POJ 1971 Parallelogram Counting【平面几何】

Parallelogram Counting

Time Limit: 5000MS		Memory Limit: 65536K
Total Submissions: 6073		Accepted: 2072

Description

There are n distinct points in the plane, given by their integer coordinates. Find the number of parallelograms whose vertices lie on these points. In other words, find the number of 4-element subsets of these points that can be written as {A, B, C, D} such
that AB || CD, and BC || AD. No four points are in a straight line.
Input

The first line of the input contains a single integer t (1 <= t <= 10), the number of test cases. It is followed by the input data for each test case.

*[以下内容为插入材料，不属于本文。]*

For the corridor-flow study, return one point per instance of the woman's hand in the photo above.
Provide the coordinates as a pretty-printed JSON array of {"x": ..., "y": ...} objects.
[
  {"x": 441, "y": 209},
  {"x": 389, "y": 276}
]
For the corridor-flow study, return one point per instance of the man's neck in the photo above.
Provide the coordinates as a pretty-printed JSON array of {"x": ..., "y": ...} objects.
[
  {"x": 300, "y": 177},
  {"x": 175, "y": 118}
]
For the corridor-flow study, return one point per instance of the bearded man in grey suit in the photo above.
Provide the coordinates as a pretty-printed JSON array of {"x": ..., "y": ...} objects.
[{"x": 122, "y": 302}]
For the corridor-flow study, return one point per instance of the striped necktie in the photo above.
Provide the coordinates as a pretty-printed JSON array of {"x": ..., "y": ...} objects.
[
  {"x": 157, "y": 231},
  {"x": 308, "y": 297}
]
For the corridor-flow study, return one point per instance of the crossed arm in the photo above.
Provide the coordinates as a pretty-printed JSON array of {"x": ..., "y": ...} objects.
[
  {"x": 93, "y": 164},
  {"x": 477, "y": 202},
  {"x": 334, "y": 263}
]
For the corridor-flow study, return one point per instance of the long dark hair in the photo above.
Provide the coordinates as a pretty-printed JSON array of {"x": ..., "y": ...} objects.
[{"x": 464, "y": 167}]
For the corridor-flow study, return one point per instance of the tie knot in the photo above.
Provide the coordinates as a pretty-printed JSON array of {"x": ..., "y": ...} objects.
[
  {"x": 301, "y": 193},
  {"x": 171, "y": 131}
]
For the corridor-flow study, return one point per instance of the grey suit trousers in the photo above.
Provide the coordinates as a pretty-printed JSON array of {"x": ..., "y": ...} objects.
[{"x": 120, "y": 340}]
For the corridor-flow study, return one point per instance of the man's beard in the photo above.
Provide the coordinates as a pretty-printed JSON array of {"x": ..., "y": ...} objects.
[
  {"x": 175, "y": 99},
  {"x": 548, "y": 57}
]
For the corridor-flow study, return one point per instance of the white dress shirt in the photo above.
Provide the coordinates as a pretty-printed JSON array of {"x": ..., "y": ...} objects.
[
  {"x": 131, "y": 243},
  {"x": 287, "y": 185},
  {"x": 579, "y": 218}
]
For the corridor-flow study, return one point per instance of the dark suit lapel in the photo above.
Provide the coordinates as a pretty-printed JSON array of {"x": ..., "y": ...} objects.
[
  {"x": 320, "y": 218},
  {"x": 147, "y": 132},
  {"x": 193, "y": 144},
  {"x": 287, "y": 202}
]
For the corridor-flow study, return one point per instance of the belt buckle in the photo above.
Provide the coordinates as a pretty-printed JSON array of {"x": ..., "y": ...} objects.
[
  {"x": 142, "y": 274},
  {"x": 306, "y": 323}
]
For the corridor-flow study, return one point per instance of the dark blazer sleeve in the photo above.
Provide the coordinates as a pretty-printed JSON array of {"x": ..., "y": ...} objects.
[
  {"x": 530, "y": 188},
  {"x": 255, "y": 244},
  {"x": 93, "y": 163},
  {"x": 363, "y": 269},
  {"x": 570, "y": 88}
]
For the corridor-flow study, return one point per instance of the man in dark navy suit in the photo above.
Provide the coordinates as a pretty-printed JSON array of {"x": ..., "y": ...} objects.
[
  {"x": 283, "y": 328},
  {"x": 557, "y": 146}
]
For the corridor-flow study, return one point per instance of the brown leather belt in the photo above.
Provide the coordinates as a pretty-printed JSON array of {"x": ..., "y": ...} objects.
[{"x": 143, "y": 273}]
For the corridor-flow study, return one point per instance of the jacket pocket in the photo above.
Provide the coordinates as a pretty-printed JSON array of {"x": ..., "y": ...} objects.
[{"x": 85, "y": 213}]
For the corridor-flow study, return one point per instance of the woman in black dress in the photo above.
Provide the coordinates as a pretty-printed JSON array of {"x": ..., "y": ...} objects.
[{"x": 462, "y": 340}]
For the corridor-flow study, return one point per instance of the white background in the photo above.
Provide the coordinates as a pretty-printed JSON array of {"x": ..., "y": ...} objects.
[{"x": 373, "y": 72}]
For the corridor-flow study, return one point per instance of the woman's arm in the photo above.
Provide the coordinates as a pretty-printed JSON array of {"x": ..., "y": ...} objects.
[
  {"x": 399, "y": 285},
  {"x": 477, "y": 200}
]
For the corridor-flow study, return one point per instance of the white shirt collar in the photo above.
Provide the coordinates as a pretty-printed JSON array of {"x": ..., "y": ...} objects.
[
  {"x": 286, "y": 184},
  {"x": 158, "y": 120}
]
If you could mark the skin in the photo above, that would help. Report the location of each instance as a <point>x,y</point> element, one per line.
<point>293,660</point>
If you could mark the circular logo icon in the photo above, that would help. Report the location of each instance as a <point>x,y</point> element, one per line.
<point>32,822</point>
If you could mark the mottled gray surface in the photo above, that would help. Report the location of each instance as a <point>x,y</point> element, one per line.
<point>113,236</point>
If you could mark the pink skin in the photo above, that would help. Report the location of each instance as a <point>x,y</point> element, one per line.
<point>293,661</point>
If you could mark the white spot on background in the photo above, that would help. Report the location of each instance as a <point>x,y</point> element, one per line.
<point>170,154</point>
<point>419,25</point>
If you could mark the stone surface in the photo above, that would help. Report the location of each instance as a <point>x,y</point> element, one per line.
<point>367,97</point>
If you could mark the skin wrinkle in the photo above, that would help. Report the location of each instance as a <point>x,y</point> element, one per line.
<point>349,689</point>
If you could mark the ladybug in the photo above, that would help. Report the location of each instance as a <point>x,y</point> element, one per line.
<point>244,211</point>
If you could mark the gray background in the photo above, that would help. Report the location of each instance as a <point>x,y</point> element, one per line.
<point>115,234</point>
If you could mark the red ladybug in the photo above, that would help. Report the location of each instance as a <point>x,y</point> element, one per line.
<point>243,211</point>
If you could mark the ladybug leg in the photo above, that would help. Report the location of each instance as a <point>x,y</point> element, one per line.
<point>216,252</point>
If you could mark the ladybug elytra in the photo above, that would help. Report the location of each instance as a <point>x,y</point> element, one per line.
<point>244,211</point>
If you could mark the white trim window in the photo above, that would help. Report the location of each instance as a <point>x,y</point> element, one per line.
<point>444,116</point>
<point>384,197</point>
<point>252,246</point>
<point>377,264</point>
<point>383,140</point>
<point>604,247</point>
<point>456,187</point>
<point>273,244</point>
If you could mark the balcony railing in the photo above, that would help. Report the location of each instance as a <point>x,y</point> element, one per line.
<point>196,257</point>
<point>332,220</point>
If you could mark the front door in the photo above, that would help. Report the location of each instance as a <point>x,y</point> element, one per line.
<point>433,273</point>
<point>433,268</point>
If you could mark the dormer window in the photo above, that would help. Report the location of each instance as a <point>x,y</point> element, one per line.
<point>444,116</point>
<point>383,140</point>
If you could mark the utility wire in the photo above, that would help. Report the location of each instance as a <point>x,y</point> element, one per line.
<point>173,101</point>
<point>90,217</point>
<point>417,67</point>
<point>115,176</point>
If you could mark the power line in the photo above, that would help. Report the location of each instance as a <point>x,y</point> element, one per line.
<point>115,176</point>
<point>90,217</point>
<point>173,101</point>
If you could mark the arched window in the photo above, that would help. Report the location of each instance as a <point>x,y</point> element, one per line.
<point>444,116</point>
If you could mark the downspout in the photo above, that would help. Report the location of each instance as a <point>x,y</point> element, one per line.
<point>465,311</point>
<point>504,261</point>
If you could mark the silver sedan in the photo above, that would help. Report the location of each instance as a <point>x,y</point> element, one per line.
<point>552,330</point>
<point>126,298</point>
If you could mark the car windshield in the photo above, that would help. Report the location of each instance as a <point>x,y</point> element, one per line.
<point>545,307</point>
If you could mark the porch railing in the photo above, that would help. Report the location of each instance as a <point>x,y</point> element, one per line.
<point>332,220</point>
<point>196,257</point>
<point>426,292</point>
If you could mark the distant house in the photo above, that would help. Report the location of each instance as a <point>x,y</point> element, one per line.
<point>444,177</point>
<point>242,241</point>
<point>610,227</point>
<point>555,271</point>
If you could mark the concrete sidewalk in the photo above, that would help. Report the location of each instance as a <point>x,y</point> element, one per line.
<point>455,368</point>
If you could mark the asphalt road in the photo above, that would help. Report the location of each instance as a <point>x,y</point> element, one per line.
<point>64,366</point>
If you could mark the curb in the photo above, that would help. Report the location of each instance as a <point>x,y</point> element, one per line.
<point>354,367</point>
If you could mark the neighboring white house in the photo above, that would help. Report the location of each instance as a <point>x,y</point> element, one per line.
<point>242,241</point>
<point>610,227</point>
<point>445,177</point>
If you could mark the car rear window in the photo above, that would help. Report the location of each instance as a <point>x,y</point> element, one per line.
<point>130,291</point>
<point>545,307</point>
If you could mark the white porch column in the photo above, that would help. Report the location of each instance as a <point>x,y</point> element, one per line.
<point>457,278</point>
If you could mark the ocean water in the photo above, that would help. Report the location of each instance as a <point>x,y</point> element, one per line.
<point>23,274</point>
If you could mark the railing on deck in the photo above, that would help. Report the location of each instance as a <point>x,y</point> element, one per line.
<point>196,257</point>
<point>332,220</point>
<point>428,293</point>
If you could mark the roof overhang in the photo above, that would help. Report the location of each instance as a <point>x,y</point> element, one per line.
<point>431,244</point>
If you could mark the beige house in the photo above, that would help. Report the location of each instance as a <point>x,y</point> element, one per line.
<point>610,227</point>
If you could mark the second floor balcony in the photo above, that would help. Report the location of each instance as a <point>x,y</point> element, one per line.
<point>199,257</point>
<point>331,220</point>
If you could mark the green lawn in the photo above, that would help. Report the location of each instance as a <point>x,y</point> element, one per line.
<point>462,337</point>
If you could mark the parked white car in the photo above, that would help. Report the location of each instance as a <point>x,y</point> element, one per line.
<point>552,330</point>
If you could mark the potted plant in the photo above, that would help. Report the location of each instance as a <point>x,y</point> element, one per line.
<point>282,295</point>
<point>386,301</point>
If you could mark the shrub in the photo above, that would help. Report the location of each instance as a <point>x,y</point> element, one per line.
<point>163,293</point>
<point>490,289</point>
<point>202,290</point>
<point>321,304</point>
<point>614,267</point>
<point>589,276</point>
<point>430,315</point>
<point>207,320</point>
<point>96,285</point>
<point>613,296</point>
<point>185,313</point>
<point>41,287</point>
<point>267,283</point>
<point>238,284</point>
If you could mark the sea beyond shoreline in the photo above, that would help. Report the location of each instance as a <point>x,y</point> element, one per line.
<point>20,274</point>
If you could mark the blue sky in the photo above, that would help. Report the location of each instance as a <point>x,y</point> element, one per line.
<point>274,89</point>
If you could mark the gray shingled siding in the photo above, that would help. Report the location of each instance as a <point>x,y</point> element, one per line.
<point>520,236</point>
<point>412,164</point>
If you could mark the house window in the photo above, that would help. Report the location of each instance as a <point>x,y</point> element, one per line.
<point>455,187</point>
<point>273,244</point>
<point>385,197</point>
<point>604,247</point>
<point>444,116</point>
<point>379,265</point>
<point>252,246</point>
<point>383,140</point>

The first line of each test case contains an integer n (1 <= n <= 1000). Each of the next n lines, contains 2 space-separated integers x and y (the coordinates of a point) with magnitude (absolute value) of no more than 1000000000.

Output

Output should contain t lines.

Line i contains an integer showing the number of the parallelograms as described above for test case i.

Sample Input

2
6
0 0
2 0
4 0
1 1
3 1
5 1
7
-2 -1
8 9
5 7
1 1
4 8
2 0
9 8

Sample Output

5
6

恩，题意大致是，给出平面上n个点的坐标，求这些坐标能构成多少个平行四边形。开始看的用向量做，总是WA也找不到哪错，向量相等且不在一条直线上的向量的对数除2不就是结果？又用的中点做，中点相同的两条线段一定可以组成一平行四边形。

#include <iostream>
#include<cstdio>
#include<cstring>
#include<cmath>
#include<algorithm>
#define maxn 1010
using namespace std;
struct Node
{
int x,y;
};
struct Edge
{
int a,b;
Node e;
};
bool cmp(Edge a,Edge b)
{
if(a.e.x==b.e.x)
return a.e.y<b.e.y;
return a.e.x<b.e.x;
}
Edge edge[maxn*maxn/2];
Node node[maxn];
int main()
{
int T,n;
scanf("%d",&T);
for(int t=1;t<=T;++t)
{
scanf("%d",&n);
for(int i=0;i<n;++i)
scanf("%d%d",&node[i].x,&node[i].y);
int k=0;
for(int i=0;i<n-1;++i)
{
for(int j=i+1;j<n;++j)
{
edge[k].a=i;
edge[k].b=j;
edge[k].e.x=(node[i].x+node[j].x);
edge[k].e.y=(node[i].y+node[j].y);
k++;
}
}
sort(edge,edge+k,cmp);
int ans=0;
for(int i=0;i<k;++i)
{
int j=i;
int num=0;
while(j<k&&edge[j].e.x==edge[i].e.x&&edge[j].e.y==edge[i].e.y)
{
j++;
num++;
}
ans+=num*(num-1)/2;
i=j-1;
}
printf("%d\n",ans);
}
return 0;
}